Le gestionnaire a comme objectif d’avoir une bonne connaissance du patrimoine naturel et du milieu dont il a en charge la gestion.

Définir la problématique est donc à relier avec la définition des objectifs de gestion du site puisque cela revient à définir les actions à entreprendre pour une meilleure connaissance du site et donc la stratégie des études à mener : identifier le ou les domaines à étudier en priorité (par exemple un groupe taxonomique caractéristique d’un habitat particulier ou les espèces ou les habitats les plus remarquables).
Pour répondre aux questions sur le fonctionnement du site, le gestionnaire aura parfois recours à la recherche (partenariat avec un laboratoire universitaire ou un organisme de recherche) pour lui permettre de caractériser, par exemple, un fonctionnement hydrologique.

Si le niveau des connaissances sur la réserve s’avère suffisant pour comprendre le fonctionnement du site, le gestionnaire se contentera de s’assurer de la présence de populations ou d’habitats à des effectifs ou des surfaces satisfaisants (et d’évaluer la représentativité des populations du site par rapport aux effectifs nationaux), d’où la nécessité de mettre en place une surveillance continue.

1.1.1.2 Un besoin de résoudre un problème observé

Photo n°2 : Vue aérienne de la RN de l’Ile du Girard. © L. TERRAZ.
Pour certains sites alluviaux, la problématique sera liée à la préservation d’une dynamique fluviale, dépendante de l’aménagement de l’ensemble de
la vallée où se situe l’espace naturel.

Dans les espaces naturels protégés, des facteurs liés à des tendances naturelles ou induites par l’homme pèsent généralement sur les sites (dynamique de la végétation, fréquentation humaine, activités de gestion…).

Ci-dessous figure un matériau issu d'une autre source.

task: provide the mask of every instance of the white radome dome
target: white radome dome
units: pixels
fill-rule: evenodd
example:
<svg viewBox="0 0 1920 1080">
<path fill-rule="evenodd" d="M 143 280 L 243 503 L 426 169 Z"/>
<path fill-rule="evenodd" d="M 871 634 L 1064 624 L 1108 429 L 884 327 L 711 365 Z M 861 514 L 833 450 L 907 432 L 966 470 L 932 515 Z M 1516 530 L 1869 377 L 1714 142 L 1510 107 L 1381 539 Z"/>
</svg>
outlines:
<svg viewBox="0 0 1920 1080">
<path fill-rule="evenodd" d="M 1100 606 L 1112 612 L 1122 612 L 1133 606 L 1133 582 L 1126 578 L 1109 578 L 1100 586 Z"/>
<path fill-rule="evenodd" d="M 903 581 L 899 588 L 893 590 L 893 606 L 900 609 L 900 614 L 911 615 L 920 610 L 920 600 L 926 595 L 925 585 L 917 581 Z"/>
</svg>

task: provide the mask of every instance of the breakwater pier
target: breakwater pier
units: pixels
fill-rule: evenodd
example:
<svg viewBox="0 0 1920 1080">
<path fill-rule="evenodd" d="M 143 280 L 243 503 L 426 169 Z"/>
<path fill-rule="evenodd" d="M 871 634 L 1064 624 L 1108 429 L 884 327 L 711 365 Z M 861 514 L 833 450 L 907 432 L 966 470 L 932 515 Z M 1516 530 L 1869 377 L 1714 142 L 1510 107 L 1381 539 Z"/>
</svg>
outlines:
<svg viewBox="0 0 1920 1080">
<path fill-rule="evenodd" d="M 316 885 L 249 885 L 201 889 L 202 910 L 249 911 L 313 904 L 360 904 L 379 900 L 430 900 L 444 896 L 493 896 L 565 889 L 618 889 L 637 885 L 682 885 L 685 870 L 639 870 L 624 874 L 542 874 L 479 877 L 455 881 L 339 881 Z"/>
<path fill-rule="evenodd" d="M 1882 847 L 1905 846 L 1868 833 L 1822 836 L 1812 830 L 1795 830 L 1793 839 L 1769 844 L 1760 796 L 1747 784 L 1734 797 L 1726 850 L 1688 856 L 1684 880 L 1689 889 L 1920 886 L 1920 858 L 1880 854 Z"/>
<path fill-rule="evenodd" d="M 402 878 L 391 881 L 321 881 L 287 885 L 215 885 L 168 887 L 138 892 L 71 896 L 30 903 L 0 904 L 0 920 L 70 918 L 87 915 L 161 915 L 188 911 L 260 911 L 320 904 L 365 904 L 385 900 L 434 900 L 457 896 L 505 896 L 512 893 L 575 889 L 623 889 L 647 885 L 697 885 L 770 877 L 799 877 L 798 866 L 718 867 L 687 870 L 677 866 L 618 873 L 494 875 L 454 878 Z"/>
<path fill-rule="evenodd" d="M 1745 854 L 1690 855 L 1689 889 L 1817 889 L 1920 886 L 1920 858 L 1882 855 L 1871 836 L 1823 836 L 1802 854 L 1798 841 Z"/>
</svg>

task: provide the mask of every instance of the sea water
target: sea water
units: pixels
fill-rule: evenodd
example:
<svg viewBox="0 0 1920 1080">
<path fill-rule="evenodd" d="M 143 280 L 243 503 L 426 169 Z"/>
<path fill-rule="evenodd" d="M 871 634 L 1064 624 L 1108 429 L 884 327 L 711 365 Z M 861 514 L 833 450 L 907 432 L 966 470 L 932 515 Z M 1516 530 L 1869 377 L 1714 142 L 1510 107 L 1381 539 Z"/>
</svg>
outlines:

Ces facteurs externes ou internes au site naturel sont identifiés lors de la rédaction du plan de gestion. Définir la problématique consistera aussi à se poser les questions pour tenter de résoudre les phénomènes observés et plus ou moins difficiles à expliquer dans un premier temps. Cela consistera à identifier une série de problèmes dont les éléments sont liés les uns aux autres. Dans les réserves naturelles, les objectifs sont souvent liés à un besoin de démontrer l’évolution d’une population en lien avec les variations de certains paramètres. Par exemple : présence de plantes et taux de salinité ou niveau de l’eau ; dérangement de la faune et fréquentation humaine, etc.).

  

      

Evolution naturelle

Les populations d’espèces ou la répartition des habitats peuvent subir des évolutions naturelles (dynamique végétale spontanée (Photo n°3), changements climatiques par exemple). Le gestionnaire peut participer à des études à long terme pour mesurer l’impact de certains phénomènes écologiques intervenant dans les écosystèmes. Mais la détection des changements écologiques globaux par la mesure de paramètres indicateurs nationaux est souvent peu pertinente pour le gestionnaire de terrain (il s’agit le plus souvent d’objectif d’organismes ou de conventions internationales, etc.). Le gestionnaire doit en priorité s’attacher à appréhender l’évolution des habitats et de certaines espèces remarquables du site dont il a la responsabilité, même si par ailleurs il doit tenter d’avoir une démarche globale (voir chapitre 1.1.2.1.).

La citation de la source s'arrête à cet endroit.